Новодевичий монастырь превращался во дворец с производствами, с той лишь разницей, что тут редко одевали пышные наряды, да и чаще молились. А так, Марфа собрала себе целую свиту из разных монашек, да боярынь. А еще из развлечений в монастыре появлялось кружевное плетение и вышивка. Царица Ксения предложила монахиням заработок, который пришелся по душе. И дело тут было не столько в самих деньгах, сколько в том, что появлялась какая-то цель, занятие, кроме уже надоевших дел.
— Говори, что такой лютый прискакал? — спросила Марфа, когда они с братом зашли в одну из горниц.
— Выродок ни во что не ставит род наш! — сказал, как будто сплюнул, Михаил Федорович.
— Он нарушил уговоры наши? — посерьезнела инокиня Марфа.
— По делу, так и нет… — замялся Нагой. — Токмо я на Боярской Думе, словно облитый водой стою и все время утираюсь.
— Братец, так может ты дурности всякие предлагаешь? — спросила Марфа.

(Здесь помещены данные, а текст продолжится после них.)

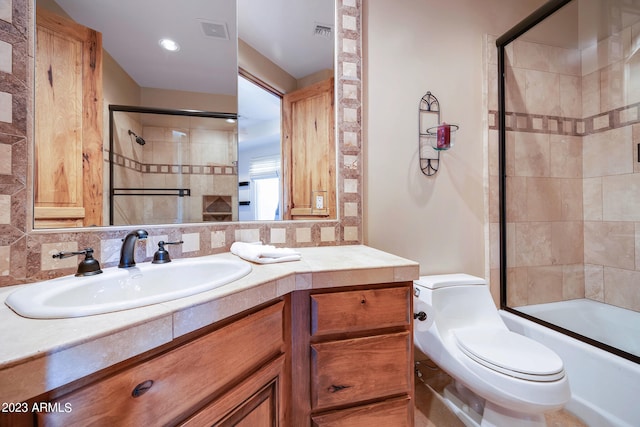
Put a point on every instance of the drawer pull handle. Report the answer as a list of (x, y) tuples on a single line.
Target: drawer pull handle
[(142, 388), (422, 316), (337, 388)]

— Я? — выкрикнул боярин. — Он и слушать не желает. Окупился от нас с тобой, да и посмеивается у себя в палатах с ведьмой Ксеней. Может то и она его околдовала!
— Ты в обители Божией! — Марфа перекрестилась.
— Ой-ли! Сама тут чуть ли не пляски тут устраиваешь! — отвечал Нагой, но все же, на всякий случай, перекрестился. — Вот родит Ксеня выродка годуновского, так еще в большую силу войдет Матвей Годунов. А мы по миру пойдем!
— Она понесла? — спросила инокиня.
— Не ведомо сие, но сказывают, что по утрам бледна была. Да и не важно сие, не нынче, так завтра, но понесет. Они же кожную ночь вместе спят, об их супружании весь Кремль судачит, — сказал Михаил Федорович.
— Сие сложность… — Марфа задумалась.
— Вот и я о том. Одно дело — девку родила, а коли малец будет… — уже чуть успокоившийся Нагой воздел большой палец к верху.
В это время инокиня Агафья, которая должна была присматривать за бывшей царицей, чтобы вовремя сообщать «куда следует», не могла подойти к двери в горницу, где закрылись брат с сестрой и явно что-то обсуждают. Агафья не знала, как поступить, прогнать и обнаружить свой интерес, или не вмешиваться. А все потому, что другая инокиня, которая входила в близкий круг бывшей царицы, сама подслушивала, прижимая ухо к двери.